#28848 closed Bug (fixed)
nulls_first on SQLite can not be used on the result of a filtered subquery
Reported by: | Raphael Michel | Owned by: | Raphael Michel |
---|---|---|---|
Component: | Database layer (models, ORM) | Version: | 1.11 |
Severity: | Release blocker | Keywords: | |
Cc: | Triage Stage: | Accepted | |
Has patch: | yes | Needs documentation: | no |
Needs tests: | no | Patch needs improvement: | no |
Easy pickings: | no | UI/UX: | no |
Description
NULLS FIRST
is not natively supported on some database backends, e.g. SQLite, but Django supports it everywhere through F(…).asc(nulls_first=True)
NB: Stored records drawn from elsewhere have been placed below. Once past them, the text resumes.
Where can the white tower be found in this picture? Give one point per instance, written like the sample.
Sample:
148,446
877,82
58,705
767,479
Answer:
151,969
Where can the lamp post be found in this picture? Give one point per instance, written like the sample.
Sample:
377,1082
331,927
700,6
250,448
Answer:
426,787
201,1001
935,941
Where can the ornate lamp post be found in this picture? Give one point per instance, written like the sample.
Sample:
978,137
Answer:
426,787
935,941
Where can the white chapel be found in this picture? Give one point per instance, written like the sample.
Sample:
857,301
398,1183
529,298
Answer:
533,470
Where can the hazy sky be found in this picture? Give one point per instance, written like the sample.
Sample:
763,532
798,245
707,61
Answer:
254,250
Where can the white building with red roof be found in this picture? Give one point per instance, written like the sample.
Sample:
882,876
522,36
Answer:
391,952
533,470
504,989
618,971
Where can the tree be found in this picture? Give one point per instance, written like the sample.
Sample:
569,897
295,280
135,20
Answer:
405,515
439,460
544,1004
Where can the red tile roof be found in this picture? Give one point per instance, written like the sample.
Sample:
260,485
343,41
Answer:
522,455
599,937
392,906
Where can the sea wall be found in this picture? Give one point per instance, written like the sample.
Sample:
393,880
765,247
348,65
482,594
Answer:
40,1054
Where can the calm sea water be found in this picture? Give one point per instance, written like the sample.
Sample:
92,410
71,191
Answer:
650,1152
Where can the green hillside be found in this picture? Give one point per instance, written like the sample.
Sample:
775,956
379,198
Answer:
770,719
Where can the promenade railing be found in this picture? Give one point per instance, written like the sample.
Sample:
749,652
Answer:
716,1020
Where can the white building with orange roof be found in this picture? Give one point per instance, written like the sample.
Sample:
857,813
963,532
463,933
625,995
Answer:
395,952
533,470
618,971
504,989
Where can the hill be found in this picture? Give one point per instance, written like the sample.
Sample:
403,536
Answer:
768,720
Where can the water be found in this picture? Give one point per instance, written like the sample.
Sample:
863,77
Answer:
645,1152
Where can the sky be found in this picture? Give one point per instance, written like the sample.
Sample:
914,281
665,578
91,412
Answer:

. For those database backends, Django simulates it by passing two expressions in the ORDER BY to the database, the first of which only sorts away all NULL
values.
If you try to use this to sort on an expression that is calculated using a subquery, this still works fine, as long as the sub query does not contain any literal values that are passed to the database as query parameters. In this case, the SQL compiler does not take into account that due to the duplicate expression in the ORDER BY clause, it needs to send the parameter more often.
I found the bug in a real-world project using Django 1.11.7, where the queryset apparently is just empty in this case. In current master, the bug still exists but Django at least throws a meaningful exception in this case.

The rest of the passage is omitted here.